Seems to me, that nobody wins if we protest about something without coming to the table with possible solutions. That would make us all part of the problem. I couldn’t help noticing on TV and in the newspaper that the majority of protesters wore modern clothing made of artificial fibers (an oil product), rather than the grass, cedar bark or pelt garments worn by the traditional people.

I also couldn’t help noticing the heavy duty vehicles many of them drove instead of the horse or dog sleds. Those vehicles use petrol or diesel, while many of their parts are made of and/or painted with oil based products. And what about the fires lit in drums that were once used to store oil?

So I’m not convinced that these protesters are so dead set against the oil pipelines! And yet here they are barricading highways, railways and others, disrupting the fragile economy in Canada, rather than bringing solutions to increase this. Preventing anybody from getting to work, including those indigenous people working off the reserve, is counterproductive, as they lose their income. Who’s going to assist them financially? I saw the appeals to support the protesters; who’s supporting those prevented from going to work?

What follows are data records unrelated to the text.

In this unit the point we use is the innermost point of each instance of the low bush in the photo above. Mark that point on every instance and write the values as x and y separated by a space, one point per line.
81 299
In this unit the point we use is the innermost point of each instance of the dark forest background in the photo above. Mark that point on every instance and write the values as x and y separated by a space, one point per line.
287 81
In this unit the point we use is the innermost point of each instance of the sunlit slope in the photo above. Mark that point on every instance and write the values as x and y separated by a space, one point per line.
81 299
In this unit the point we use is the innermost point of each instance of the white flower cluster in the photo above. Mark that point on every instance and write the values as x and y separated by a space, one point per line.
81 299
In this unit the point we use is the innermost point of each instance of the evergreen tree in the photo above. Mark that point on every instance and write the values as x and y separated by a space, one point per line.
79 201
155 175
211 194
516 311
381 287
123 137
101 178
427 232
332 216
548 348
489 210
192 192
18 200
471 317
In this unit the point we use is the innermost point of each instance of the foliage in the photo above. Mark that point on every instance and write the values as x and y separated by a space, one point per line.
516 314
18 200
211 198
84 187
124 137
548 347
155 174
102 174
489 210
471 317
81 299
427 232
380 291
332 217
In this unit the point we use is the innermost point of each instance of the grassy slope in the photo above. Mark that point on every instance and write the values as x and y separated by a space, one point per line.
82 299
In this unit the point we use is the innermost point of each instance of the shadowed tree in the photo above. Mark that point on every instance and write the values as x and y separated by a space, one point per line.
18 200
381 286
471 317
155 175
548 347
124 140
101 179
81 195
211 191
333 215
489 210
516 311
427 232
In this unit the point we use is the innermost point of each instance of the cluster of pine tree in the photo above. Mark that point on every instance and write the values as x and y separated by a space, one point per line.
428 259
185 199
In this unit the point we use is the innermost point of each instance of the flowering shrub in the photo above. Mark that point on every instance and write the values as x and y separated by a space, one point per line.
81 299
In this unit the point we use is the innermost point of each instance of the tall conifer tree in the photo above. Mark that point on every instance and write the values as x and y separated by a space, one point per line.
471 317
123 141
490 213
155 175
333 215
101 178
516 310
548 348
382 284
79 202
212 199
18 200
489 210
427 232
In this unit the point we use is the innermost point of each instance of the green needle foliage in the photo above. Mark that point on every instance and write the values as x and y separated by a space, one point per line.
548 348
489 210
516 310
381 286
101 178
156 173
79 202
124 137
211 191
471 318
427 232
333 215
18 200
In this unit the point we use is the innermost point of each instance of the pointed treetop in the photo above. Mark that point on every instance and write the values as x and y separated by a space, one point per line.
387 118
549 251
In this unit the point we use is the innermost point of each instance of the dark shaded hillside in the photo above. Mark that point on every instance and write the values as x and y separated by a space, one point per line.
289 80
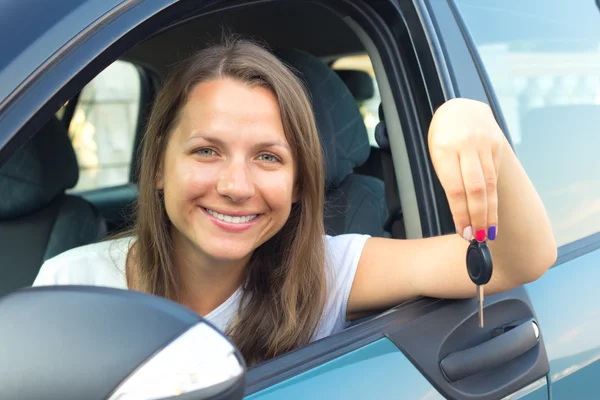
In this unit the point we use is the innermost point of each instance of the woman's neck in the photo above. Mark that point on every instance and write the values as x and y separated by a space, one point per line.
205 282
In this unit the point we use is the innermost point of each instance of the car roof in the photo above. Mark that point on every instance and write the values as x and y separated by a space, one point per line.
36 30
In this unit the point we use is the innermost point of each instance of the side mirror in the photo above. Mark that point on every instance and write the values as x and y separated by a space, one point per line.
83 342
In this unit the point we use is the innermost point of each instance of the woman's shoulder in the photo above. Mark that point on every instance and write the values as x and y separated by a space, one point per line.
101 264
344 251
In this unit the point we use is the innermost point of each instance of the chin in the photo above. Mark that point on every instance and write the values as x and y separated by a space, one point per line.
228 251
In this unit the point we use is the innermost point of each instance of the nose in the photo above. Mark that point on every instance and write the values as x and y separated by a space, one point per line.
235 181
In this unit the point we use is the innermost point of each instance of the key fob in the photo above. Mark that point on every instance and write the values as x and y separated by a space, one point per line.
479 262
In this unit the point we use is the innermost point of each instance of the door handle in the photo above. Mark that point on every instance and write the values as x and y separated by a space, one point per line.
505 347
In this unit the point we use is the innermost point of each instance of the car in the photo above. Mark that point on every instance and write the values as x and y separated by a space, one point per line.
77 79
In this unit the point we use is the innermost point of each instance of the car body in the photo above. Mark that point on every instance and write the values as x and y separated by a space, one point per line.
423 52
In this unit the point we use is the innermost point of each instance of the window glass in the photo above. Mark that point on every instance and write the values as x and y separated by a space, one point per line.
103 127
369 108
543 61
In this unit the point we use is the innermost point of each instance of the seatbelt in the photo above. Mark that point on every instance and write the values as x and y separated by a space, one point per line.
395 221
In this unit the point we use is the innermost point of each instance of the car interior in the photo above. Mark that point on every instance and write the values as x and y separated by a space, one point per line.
45 210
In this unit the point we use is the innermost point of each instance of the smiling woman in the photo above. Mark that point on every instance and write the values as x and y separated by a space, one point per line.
230 212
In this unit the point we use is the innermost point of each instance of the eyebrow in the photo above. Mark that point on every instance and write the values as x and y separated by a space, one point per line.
218 141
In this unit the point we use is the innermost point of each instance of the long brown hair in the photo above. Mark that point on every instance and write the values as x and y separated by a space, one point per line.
285 282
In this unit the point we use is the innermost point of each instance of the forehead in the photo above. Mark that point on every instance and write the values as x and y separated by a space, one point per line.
233 101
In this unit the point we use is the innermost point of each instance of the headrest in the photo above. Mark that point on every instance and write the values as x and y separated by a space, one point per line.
38 172
341 127
358 82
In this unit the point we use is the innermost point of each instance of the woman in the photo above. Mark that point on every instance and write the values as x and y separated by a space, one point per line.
230 213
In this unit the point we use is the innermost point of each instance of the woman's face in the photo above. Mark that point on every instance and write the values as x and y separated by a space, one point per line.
228 175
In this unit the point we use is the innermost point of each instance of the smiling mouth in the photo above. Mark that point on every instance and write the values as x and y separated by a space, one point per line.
239 219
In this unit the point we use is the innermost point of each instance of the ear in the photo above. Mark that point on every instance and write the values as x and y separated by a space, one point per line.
160 182
295 194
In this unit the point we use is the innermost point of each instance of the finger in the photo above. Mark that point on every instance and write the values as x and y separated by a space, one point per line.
491 191
451 179
474 182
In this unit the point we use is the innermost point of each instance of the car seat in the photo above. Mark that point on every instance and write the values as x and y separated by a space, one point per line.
38 220
354 203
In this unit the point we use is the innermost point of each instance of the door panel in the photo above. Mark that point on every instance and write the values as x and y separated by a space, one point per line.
567 302
376 371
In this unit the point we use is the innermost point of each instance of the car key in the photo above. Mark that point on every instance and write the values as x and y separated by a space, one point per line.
479 266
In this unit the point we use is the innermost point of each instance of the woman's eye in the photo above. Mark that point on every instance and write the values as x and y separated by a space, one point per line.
206 152
268 157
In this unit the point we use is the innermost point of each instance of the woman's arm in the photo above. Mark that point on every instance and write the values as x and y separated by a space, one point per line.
486 186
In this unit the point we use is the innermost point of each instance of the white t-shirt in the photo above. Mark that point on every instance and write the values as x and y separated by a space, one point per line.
103 264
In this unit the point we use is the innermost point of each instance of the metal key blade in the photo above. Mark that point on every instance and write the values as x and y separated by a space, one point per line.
480 304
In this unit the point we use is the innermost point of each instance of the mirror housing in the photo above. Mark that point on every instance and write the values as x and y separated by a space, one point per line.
74 342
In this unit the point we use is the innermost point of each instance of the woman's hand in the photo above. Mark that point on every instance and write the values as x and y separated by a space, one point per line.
485 185
466 145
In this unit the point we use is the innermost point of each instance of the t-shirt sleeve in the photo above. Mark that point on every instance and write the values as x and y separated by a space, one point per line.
342 255
47 275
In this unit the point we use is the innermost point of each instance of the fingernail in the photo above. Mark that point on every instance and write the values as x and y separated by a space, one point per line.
492 232
480 235
467 233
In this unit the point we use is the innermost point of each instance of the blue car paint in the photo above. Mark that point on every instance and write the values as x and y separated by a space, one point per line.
567 303
376 371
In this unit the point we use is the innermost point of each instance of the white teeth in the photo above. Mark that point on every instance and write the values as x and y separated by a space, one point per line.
232 219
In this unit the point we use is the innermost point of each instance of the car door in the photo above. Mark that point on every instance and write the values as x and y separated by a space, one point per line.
425 348
401 353
542 59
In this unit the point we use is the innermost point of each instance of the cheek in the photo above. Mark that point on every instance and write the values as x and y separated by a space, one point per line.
277 190
187 179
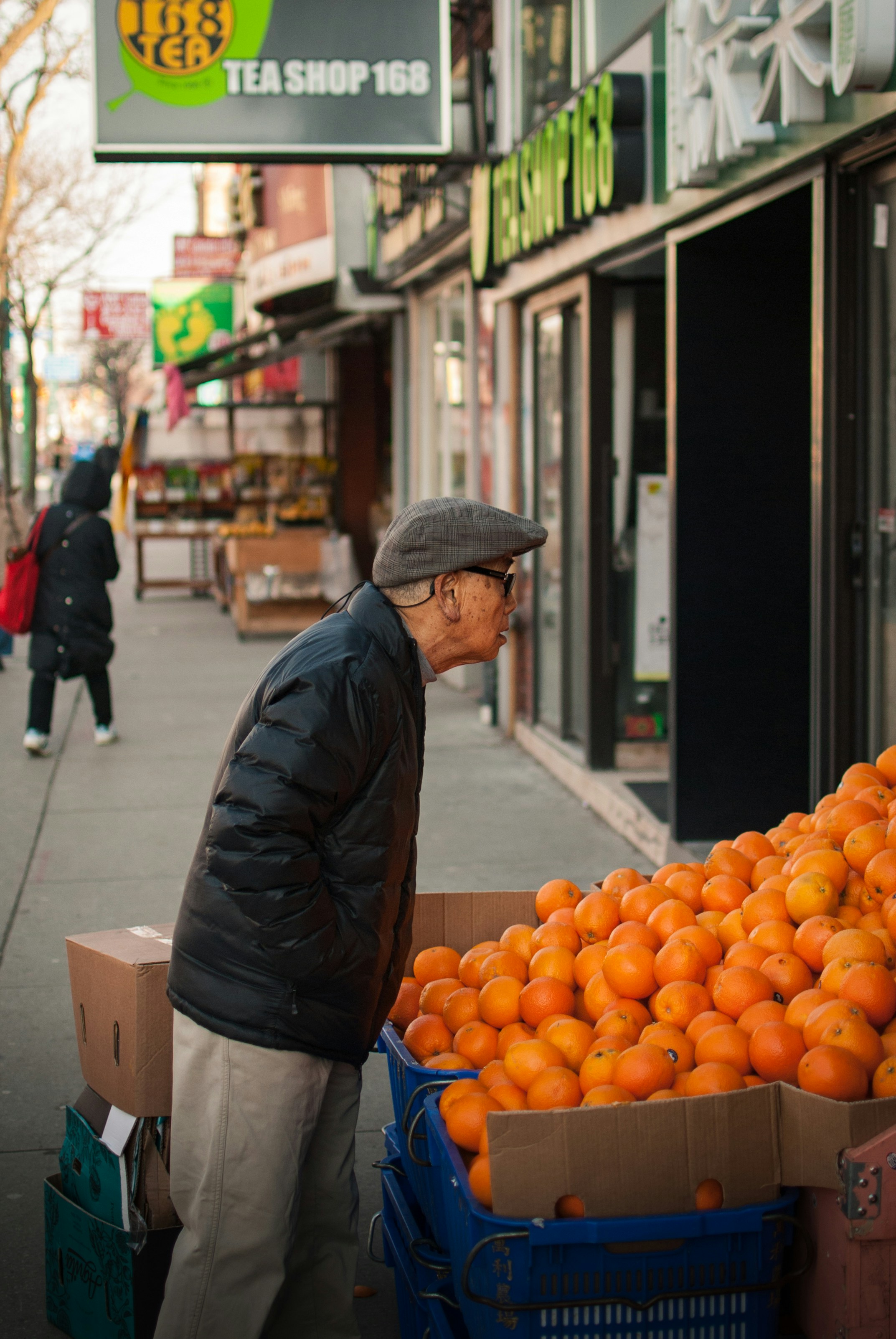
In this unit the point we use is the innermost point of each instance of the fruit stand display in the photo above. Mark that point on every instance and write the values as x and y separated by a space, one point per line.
543 1037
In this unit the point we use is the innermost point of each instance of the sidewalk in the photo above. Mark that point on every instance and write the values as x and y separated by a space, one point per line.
93 838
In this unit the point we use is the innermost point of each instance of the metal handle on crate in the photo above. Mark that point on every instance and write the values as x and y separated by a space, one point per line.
411 1136
773 1286
370 1239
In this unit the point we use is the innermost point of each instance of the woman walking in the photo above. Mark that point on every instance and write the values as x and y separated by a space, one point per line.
73 616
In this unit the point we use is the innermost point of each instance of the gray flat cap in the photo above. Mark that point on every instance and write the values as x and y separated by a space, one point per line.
447 535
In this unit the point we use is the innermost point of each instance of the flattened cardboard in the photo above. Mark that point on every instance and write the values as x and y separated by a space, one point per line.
639 1159
124 1019
816 1129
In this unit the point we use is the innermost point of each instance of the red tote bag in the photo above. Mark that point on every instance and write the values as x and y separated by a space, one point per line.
20 587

All this confuses me; wouldn’t it make more sense to negotiate a peaceful solution for the pipelines; to receive compensation for allowing these to be built so that we can all benefit from the sale of the oil or at least have a cheaper source for our own use rather than depending on imported foreign oil? It seems to me that we can become less dependent on a foreign market as we do have the resources and the knowledge to safely access these. We will all benefit from a healthier economy. Perhaps I see this too simplisticly and yet the day may come that we have no choice but to negotiate a solution, unless we are willing to turn the clock back.

And just when I stopped worrying, Africa was hit by a locust plague, and we had just time to catch our breath when out of left field an invisible danger sneaked in like miasma on a moor. Still unstoppable, it spreads across the globe; ignoring social, racial and religious borders! People, businesses, governments are stunned by the ferociousness of this danger. Most of the world is in “lock down” mode, while the medical world is struggling to find a solution for this disease, puting their own lives on the lines, and while others believe to be invincible. Panic caused people to hoard and steal much needed medical supplies from hospitals were people are quarantined.

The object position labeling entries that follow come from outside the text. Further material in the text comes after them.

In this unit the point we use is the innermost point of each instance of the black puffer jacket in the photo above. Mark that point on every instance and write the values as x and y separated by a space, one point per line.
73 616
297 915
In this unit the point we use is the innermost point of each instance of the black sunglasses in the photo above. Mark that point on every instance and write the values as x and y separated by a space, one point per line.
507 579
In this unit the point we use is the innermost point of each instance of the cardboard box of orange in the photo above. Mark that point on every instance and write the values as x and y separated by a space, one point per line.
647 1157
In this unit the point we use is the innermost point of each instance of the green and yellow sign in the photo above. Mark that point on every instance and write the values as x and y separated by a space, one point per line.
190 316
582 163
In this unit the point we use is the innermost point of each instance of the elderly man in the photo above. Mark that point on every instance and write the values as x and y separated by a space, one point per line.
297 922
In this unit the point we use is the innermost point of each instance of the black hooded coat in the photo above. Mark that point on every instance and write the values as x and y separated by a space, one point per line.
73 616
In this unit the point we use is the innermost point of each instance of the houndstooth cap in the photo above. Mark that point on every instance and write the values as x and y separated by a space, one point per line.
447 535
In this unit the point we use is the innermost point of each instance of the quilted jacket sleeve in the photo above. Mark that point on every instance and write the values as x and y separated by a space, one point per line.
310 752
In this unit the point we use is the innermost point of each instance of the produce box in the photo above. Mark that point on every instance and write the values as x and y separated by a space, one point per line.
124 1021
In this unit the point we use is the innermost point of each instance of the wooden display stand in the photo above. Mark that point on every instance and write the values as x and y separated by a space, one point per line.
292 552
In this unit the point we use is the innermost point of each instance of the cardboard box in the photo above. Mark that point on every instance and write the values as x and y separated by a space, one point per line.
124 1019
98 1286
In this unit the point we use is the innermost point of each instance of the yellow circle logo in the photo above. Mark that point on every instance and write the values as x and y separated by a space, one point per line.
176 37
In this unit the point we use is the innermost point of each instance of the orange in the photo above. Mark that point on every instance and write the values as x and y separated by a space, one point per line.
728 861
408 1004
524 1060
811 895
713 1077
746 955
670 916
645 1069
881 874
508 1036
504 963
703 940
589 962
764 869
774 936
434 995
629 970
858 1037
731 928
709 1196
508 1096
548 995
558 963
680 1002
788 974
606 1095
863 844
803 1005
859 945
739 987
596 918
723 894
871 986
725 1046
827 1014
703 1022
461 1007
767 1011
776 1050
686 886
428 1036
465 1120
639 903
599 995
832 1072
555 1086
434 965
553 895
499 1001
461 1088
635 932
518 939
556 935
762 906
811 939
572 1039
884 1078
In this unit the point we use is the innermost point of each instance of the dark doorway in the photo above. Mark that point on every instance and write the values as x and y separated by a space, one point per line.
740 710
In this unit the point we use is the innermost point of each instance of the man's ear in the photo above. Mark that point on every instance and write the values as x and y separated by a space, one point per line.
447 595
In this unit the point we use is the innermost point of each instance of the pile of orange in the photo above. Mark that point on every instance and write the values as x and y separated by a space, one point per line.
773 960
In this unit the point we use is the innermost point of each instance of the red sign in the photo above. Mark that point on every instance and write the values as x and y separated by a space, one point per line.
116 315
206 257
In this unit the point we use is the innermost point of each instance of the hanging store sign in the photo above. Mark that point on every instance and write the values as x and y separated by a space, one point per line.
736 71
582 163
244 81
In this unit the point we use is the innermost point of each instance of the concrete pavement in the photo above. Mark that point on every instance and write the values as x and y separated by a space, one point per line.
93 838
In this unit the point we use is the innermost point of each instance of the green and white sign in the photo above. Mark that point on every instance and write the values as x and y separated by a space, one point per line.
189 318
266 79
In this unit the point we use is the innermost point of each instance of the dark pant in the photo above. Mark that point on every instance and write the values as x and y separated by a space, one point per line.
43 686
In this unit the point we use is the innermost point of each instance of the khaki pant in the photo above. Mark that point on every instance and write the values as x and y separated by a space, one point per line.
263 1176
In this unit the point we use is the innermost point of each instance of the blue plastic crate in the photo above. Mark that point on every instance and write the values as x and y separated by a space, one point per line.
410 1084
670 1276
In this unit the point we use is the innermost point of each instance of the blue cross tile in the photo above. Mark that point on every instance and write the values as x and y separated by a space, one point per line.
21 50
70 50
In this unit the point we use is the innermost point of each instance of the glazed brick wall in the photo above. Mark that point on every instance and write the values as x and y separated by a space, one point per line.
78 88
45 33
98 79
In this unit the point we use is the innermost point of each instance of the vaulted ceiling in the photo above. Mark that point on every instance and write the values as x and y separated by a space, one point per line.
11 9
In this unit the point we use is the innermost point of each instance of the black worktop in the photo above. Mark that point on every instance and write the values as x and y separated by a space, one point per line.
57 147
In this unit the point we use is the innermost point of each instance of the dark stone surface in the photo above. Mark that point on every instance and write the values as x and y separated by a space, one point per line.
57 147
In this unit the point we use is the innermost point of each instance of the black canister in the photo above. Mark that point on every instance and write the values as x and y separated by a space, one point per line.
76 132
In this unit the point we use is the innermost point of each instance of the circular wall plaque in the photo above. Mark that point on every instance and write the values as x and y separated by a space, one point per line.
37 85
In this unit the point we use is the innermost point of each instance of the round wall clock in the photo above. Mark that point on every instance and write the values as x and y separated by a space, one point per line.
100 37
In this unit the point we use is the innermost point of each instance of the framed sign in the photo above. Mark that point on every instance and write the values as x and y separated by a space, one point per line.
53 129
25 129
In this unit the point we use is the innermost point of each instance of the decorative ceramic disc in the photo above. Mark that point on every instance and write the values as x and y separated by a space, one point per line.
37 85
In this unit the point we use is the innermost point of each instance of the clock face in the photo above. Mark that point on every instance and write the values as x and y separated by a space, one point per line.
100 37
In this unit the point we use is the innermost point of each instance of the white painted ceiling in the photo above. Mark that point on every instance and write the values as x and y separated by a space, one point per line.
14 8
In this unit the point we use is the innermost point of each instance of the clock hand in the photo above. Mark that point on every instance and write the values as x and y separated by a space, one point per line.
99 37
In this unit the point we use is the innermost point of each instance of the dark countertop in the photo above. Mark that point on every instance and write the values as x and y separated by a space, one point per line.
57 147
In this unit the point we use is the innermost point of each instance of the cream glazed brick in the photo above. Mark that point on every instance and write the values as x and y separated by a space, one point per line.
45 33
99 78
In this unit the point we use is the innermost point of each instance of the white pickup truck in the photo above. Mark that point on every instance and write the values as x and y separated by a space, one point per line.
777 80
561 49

But in spite of ugliness, there are beautiful things happening too.

Support systems are quickly set up to assist those in need, the elderly and those with chronic health problems. News of people enjoying clear skies and hardly any air pollution brings a smile to my face; when terrorists are told to stay away from large cities; how we all came together as a world with the same set of rules for safely negotiating this virus.

Could it be that we needed a reminder so we will find a better solution to run our world? Have respect and compassion for each other?